Tiga hari di RS mengistirahatkan jiwa dan raganya. Menghitung tiap detik yang dilalui beriringan dengan irama batinnya bahwa ia harus mensyukuri nikmat Allah yang ada di depan mata. Tidak boleh berandai-andai. Terpenting bagaimana besok hasil lab baik-baik saja dan ia pulang ke rumah. Alhamdulillah semua sesuai dengan diharapkan. Walaupun ada sedikit warning karena ada beberapa hasil lab yang
datanya perlu diwaspadai.
Perenungan malam itu membuat Bu Kanjeng lebih hati-hati lagi tak ingin berada lama-lama di RS. Ia harus membersihkan penyakit yang ada di hatinya. Bagaimana ia harus berpikiran positif dan berprasangka baik kepada Allh karena sejatinya. Sang anak sudah menemukan jodohnya.
Kini Bu Kanjeng rela melepas sekaligus menguatkan dan juga mengingatkan pada si buah hati bahwa ada tanggung jawab yang lebih besar karena sudah berani menjadi pemimpin keluarga sekaligus dia juga harus bisa mendampingi orang tuanya yang sudah menjelang senja.
Bu Kanjeng berhasil membuat sang anak mandiri dan hidup di pulau kecil bagian dari Maluku utara. Tetapi hatinya kesepian. Dipupusnya rasa galau yang berkepanjangan.
Ada 2 ayat yang menjadi pengingatnya. Bukankah anak bisa sebagai fitnah seperti yang
dipahami dari dua ayat Al-Qur’an, yakni QS. Al-Anfal/8: 28, dan QS. Al-Taghabun/64:15
“Dan ketahuilah bahwa hartamu dan anak-anakmu itu hanyalah sebagai cobaan dan sesungguhnya di sisi Allah ada pahala yang besar.”
“Sesungguhnya hartamu dan anak-anakmu hanyalah cobaan (bagimu), dan di sisi Allah pahala yang besar.”
Melalui kedua ayat ini,.Bu Kanjeng terhibur sekaligus waspada. Dijabarkan dalam Al-Qur’an yang menunjukkan bahwa seorang anak adalah ujian. Jika demikian, maka kedudukan anak sebagai ujian akan berpengaruh pada kedua orang tuanya, jika kedua orang tua berhasil menjaga hak-haknya, maka akan mendapatkan pahala yang agung dari Allah.
Bu Kanjeng masih ingat apa yang disampaikan Pak Ustadz saat duduk manis di taman surga.
“Sebaliknya, jika orang tua gagal menjaganya, maka orang tua akan terjerumus pada dosa.”
Berdasarkan penjelasan di atas, dapat dipahami bahwa kedudukan anak sebagai cobaan menuntut seorang mukmin agar dapat berlaku adil, dan tidak berlebihan.

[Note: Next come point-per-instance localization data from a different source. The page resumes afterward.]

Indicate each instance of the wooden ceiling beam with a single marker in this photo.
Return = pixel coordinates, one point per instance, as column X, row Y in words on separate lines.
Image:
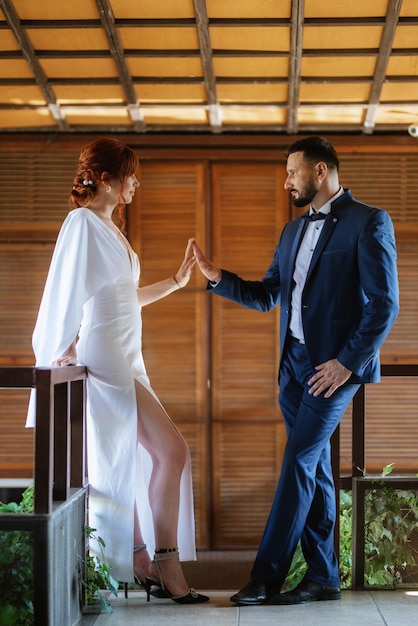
column 117, row 52
column 202, row 24
column 388, row 35
column 36, row 68
column 295, row 62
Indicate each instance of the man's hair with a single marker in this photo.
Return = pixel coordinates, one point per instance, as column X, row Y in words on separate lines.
column 316, row 149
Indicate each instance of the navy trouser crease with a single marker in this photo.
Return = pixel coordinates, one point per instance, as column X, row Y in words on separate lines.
column 304, row 504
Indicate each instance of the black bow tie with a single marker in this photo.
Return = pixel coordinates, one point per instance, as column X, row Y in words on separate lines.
column 315, row 216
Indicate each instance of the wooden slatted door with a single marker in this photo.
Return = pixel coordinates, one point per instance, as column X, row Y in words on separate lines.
column 169, row 209
column 250, row 209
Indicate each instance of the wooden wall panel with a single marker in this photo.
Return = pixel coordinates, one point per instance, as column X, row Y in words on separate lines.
column 168, row 210
column 249, row 211
column 23, row 271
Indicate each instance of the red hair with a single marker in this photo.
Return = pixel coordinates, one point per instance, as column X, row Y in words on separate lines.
column 103, row 160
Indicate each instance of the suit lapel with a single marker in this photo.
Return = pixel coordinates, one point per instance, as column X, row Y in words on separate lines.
column 327, row 230
column 293, row 252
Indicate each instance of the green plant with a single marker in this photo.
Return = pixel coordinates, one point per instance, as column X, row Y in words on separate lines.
column 97, row 574
column 391, row 525
column 16, row 568
column 391, row 522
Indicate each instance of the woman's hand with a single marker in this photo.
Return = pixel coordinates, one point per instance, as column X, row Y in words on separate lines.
column 69, row 357
column 208, row 269
column 184, row 273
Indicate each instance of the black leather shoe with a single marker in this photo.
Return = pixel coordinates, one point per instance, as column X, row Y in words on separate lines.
column 306, row 591
column 253, row 593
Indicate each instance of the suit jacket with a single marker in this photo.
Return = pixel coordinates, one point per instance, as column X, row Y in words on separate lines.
column 350, row 299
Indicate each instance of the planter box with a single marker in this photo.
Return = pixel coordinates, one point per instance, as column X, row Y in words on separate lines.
column 58, row 553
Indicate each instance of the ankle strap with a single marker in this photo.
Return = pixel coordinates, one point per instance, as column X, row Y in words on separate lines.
column 165, row 550
column 139, row 546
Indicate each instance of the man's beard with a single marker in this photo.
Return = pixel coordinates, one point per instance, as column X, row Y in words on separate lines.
column 306, row 195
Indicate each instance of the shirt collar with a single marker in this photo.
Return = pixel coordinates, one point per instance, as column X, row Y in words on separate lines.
column 326, row 208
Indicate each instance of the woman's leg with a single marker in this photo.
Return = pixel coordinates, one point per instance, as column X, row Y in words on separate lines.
column 169, row 453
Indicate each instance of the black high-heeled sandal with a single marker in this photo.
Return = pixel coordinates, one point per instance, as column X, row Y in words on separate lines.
column 148, row 583
column 191, row 597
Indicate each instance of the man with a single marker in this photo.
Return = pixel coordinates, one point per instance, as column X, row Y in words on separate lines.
column 334, row 275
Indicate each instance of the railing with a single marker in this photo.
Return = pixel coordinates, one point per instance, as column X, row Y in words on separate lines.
column 59, row 459
column 354, row 482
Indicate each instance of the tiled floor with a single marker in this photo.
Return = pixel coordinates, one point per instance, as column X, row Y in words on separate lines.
column 356, row 608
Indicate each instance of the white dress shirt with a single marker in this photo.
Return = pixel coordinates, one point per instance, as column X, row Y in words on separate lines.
column 306, row 249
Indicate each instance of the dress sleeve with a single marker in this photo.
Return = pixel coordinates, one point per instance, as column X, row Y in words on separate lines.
column 74, row 276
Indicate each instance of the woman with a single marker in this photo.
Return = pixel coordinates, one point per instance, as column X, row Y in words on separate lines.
column 138, row 462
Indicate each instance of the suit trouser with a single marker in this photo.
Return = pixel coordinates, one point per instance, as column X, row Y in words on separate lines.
column 304, row 505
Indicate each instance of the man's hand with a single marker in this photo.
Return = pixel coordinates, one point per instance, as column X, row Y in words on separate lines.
column 330, row 375
column 184, row 272
column 208, row 269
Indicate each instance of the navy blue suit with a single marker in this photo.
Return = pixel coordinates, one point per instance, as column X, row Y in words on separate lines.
column 349, row 304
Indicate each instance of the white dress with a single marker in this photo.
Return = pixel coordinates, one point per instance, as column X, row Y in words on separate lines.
column 91, row 292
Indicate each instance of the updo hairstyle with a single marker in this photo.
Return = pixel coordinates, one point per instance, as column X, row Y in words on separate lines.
column 102, row 160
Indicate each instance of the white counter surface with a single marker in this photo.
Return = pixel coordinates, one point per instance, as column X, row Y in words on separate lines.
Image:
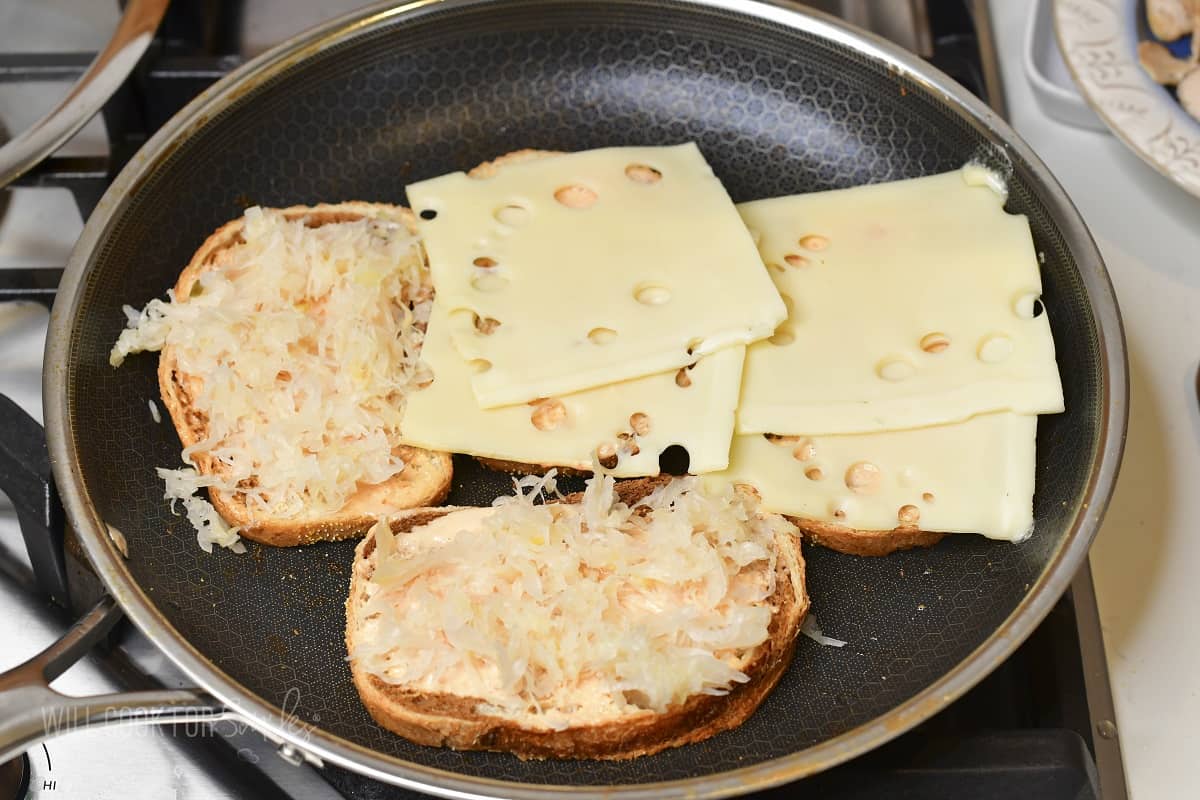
column 1146, row 559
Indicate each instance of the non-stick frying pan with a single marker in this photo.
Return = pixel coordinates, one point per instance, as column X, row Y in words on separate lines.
column 780, row 101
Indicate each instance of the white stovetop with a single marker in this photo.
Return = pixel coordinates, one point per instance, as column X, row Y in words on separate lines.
column 1146, row 558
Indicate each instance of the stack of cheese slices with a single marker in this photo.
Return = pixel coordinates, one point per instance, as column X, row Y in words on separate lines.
column 864, row 365
column 870, row 360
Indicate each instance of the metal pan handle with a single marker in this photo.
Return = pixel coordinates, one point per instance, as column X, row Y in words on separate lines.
column 31, row 711
column 97, row 84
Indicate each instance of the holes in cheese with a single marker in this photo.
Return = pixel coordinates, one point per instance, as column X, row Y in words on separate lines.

Maksudnya cinta dan kasih sayang terhadap anak jangan sampai mengakibatkan kehilangan kendali, dan akhirnya melanggar ketentuan yang telah ditetapkan Allah.
Selain itu, seorang mukmin diharapkan mampu untuk tetap mendekatkan diri kepada Allah dan menjaga buah hati agar terhindar dari siksa api neraka.
Rasa rindu dan kesepian itu dengan mudah diobati dengan terkoneksinya wifi plus Cukupnya pulsa data yang ada di masing- masing gadgetnya. Ya begitulah bila menjadi Oma di era digital.
Alhamdulillah Bu Kanjeng berhasil self healing dengan merenungkan apa yang sudah dilakoni. Dan bagaimana ia menatap masa depan usianya sudah senja.
Sementara dipandangi wajah Pak Kanjeng yang tidur di sisinya. Wajahnya yang teduh yang selama ini dengan sabar mengajarkan bagaimana menghadapi badai mau pun panas terik kehidupan yang sudah mereka lakoni bersama.